Boris Johnson says he'll 'have a crack' at parliament in 2015

Aug 6, 2014

'It may all go wrong,' says Boris Johnson, but 'in all probability' he'll run for MP at the next election

Oli Scarff/Getty Images

London Mayor Boris Johnson has finally set the record straight about his political aspirations, announcing that he wants to stand for parliament in 2015.

In the face of unrelenting speculation that he will succeed David Cameron as Tory leader, Johnson has previously denied that he would stand at the next parliamentary election.
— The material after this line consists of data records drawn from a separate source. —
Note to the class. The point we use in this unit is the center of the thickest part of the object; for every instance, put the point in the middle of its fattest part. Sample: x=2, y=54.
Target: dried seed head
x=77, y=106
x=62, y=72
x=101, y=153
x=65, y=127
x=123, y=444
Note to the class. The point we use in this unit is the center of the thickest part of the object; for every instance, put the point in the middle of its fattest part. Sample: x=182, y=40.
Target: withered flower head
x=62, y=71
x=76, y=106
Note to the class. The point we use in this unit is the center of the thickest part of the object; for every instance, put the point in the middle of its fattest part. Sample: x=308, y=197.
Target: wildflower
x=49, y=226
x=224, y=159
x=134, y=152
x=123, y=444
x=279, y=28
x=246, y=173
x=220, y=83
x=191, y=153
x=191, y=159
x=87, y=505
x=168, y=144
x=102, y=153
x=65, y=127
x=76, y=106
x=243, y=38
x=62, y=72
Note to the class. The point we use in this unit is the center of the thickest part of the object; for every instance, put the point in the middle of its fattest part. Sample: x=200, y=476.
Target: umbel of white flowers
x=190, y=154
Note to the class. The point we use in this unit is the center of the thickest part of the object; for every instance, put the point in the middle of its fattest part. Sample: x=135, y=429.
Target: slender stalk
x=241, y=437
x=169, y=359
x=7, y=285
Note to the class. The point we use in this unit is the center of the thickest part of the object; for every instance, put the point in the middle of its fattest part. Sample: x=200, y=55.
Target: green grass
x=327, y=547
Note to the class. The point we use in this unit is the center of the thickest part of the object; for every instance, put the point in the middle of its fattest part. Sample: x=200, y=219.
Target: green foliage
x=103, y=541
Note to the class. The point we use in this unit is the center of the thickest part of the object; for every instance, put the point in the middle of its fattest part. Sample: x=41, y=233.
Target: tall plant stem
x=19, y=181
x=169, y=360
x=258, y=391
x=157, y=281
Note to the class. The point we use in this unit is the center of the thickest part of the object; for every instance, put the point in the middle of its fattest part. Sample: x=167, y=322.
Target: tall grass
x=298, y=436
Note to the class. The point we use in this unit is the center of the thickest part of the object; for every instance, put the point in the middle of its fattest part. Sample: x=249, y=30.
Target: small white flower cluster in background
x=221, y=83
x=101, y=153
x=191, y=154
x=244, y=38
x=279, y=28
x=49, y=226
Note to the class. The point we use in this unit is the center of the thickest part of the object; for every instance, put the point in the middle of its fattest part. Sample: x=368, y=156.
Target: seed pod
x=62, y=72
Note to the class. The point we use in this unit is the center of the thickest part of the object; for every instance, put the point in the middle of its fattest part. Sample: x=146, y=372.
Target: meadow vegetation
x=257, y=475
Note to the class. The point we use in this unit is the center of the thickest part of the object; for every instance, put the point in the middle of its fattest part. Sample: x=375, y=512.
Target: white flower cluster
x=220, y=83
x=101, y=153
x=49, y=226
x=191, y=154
"It is clear I can't endlessly go on dodging these questions," he conceded today, during a question and answer session in London about Britain's relationship with the EU. "So, let me put it this way, you ask about Uxbridge, I haven't got any particular seat lined up but I do think in all probability, since you can't do these things furtively, I might as well be absolutely clear, in all probability I will try to find somewhere to stand in 2015."
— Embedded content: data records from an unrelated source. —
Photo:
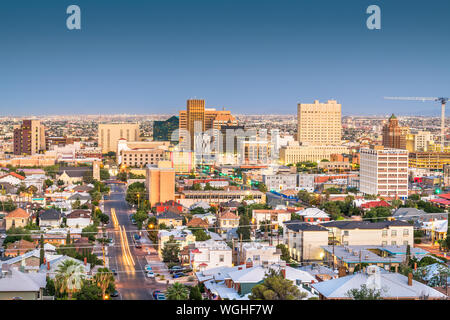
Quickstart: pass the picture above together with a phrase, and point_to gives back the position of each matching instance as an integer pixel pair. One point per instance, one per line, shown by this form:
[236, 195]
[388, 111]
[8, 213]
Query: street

Johnson said he would serve out his term as London mayor until May 2016, meaning he would have to do two jobs for a year if he was elected.

The Guardian says the decision means he "would be a likely contender for the Tory leadership along with George Osborne and Theresa May if Cameron loses the election and resigns".
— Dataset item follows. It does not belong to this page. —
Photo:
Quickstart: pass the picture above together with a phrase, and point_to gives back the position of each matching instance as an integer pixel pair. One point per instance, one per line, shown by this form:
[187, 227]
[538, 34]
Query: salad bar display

The newspaper thinks the most likely place for him to stand would be the safe seat of Uxbridge and South Ruislip. The sitting MP, former deputy whip Sir John Randall, is retiring.

Johnson did not rule out running for a seat outside London, pointing out that he had been both London mayor and MP for Henley for a short time in 2008. "It may all go wrong but the likelihood is I am going to have to give it a crack," he added.

Cameron managed to send a response to the news from his family holiday in Portugal, tweeting: "Great news that Boris plans to stand at next year's general election – I've always said I want my star players on the pitch."

But Labour MP Sadiq Khan, who is expected to stand for London mayor in 2016, said Johnson had made it "absolutely clear today that his priority is succeeding David Cameron as Tory leader rather than serving the interests of Londoners". He added: "London deserves better than this."